Representative images (with gonads outlined in dashed black or white lines) of reproductive-age animals with tissue-specific RNAi in cells expressing a lag2p::mNG::PLC^δPH::F2A::rde-1 transgene restoring RNAi function and driving membrane-localized fluorescence protein mNeonGreen on empty L4440 vector control (A) and rab-1 RNAi (B-C) for 72 hours after L1 arrest. Fluorescence merged with a single DIC z-slice (left), fluorescence alone (middle, maximum intensity projection through slices with mNeonGreen signal). A’ and B’ show insets indicated by yellow boxes. Scale bars = 20 μm. Gonads outlined in black or white dashed lines. Dashed yellow lines in A’ and B’ indicates length of DTC as measured for (D). Arrows (A-C) indicate site of expected vulval formation, showing normal vulva (A), protruding vulva (B) and vulvaless (C) phenotypes. Arrowhead in A indicates embryonic mNG expression. (D-F) Quantification of rab-1 tissue-specific RNAi treated worm defects in DTC growth (D), vulva formation (E), and DTC migration (F) compared to controls. Both gonad arms in the same worm were scored if both were visible. (D) rab-1 RNAi treated worms (n=21) have shorter DTCs than controls (n=18). Welch’s t-test t(36.11)=5.368, p<0.0001, error bars show S.E.M. (E) While 6/6 control samples had normal vulvas, only 1/17 rab-1 RNAi samples had normal vulva, 5/17 had a missing vulva, 10/17 had a protruding vulva, and 1/17 ruptured through its protruding vulva on the slide. Error bars show standard error of the sample proportion (see Methods). (F) While 18/18 control samples had complete DTC migration, only 5/25 rab-1 RNAi samples completed migration, 10/25 failed to make any turns or elongate, 4/25 made the second turn in the wrong direction, and 6/25 made both turns and then failed to extend. Error bars in E and F show standard error of the sample proportion (see Methods).

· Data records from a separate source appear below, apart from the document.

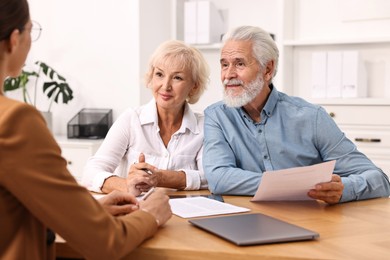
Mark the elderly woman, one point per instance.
(160, 143)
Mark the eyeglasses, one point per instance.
(36, 30)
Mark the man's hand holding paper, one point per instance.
(301, 183)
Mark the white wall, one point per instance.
(89, 42)
(102, 47)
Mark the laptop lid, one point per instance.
(253, 229)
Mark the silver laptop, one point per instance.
(253, 229)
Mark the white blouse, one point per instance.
(136, 131)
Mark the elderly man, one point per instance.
(257, 128)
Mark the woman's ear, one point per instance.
(13, 41)
(269, 70)
(193, 91)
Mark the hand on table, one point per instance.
(119, 203)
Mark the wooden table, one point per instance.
(354, 230)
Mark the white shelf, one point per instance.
(351, 101)
(293, 43)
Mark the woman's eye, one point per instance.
(224, 65)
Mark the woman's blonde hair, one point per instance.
(187, 57)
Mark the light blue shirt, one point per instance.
(292, 133)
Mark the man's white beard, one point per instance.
(250, 91)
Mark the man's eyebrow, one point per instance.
(235, 59)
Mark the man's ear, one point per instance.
(13, 41)
(269, 70)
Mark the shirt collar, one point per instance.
(272, 100)
(149, 115)
(268, 108)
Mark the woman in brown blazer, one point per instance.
(37, 192)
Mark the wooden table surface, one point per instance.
(354, 230)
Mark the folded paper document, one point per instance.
(293, 183)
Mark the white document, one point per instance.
(201, 206)
(293, 183)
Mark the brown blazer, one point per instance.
(37, 192)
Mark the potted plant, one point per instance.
(54, 86)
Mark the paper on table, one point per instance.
(200, 206)
(293, 183)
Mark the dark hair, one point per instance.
(14, 14)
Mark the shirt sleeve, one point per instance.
(195, 179)
(109, 156)
(40, 181)
(361, 178)
(219, 162)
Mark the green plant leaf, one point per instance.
(61, 89)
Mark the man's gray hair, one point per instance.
(264, 47)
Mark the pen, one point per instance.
(147, 171)
(147, 194)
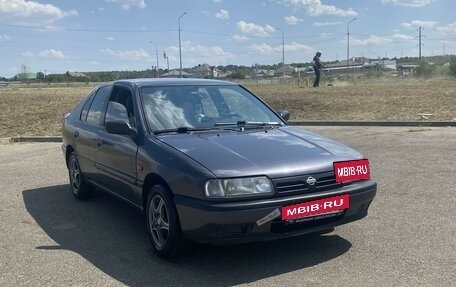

Figure 5.. RNAi knockdown of rab-1 in specific somatic gonad cells causes germline proliferation and differentiation defects.

Representative images (with gonads outlined in dashed white lines) of DAPI-stained reproductive-age adult rde-1(ne219) mutants rescued with a lag2p::mNG::PLC^δPH::F2A::rde-1 transgene restoring RNAi function in cells that express the lag-2 promoter on empty L4440 vector control (A-A’) and the range of defects observed after tissue-specific rab-1 RNAi (B-C, F-F’) for 72 hours after L1 arrest. A’ and B’ show insets indicated by yellow boxes (A-B). Dividing germ cells, yellow ovals. Dashed green line shows length of progenitor zone as measured for (D). Gametes, when present, are circled in purple (oocytes) and blue (sperm). Embryos circled in orange. Arrows indicate position of expected vulva formation (C and F). Scale bars = 20 μm. (D) Tissue-specific rab-1 RNAi treated worms (n=14) shorter progenitor zones than control (n=12), Welch’s t-test, t(23.52)=4.106, p=0.0004, error bars show median with interquartile range. (E) Gamete (left) and embryo (right) defects observed for tissue-specific rab-1 RNAi (n=18) and control (n=12). Error bars show standard error of the sample proportion (see Methods). All 12 controls had both gametes and embryos. For rab-1 tissue-specific RNAi, 15/18 had gamete defects (12/18 lacked gametes, 2/18 had only endomitotic oocytes, 1/18 had only sperm), 3/18 had both gametes, and 2/18 had embryos. (F-F’) A DAPI stained reproductive age animal treated with tissue specific rab-1 RNAi with failure of gametogenesis, showing most proximal germ cells in pachytene. (G-H’) Whole-body rab-1 RNAi treated worms expressing a somatic gonad marker in cyan (GFP::INX-9) and a marker of germ cell histones (mex-5p::H2B::mCherry::nos-2 3′UTR) shifted onto rab-1 RNAi plates at the L2 stage and imaged ~48 hours later (3 days post L1 arrest). (G) rab-1 RNAi treated sample with sperm showing meiotic progression past pachytene. (n=4/9 RNAi treated worms) (H-H’) rab-1 RNAi treated sample showing failure to progress through meiosis, with proximal most germ cells showing pachytene morphology (n=5/9). Yellow arrowheads indicate germ cell nuclei with pachytene morphology.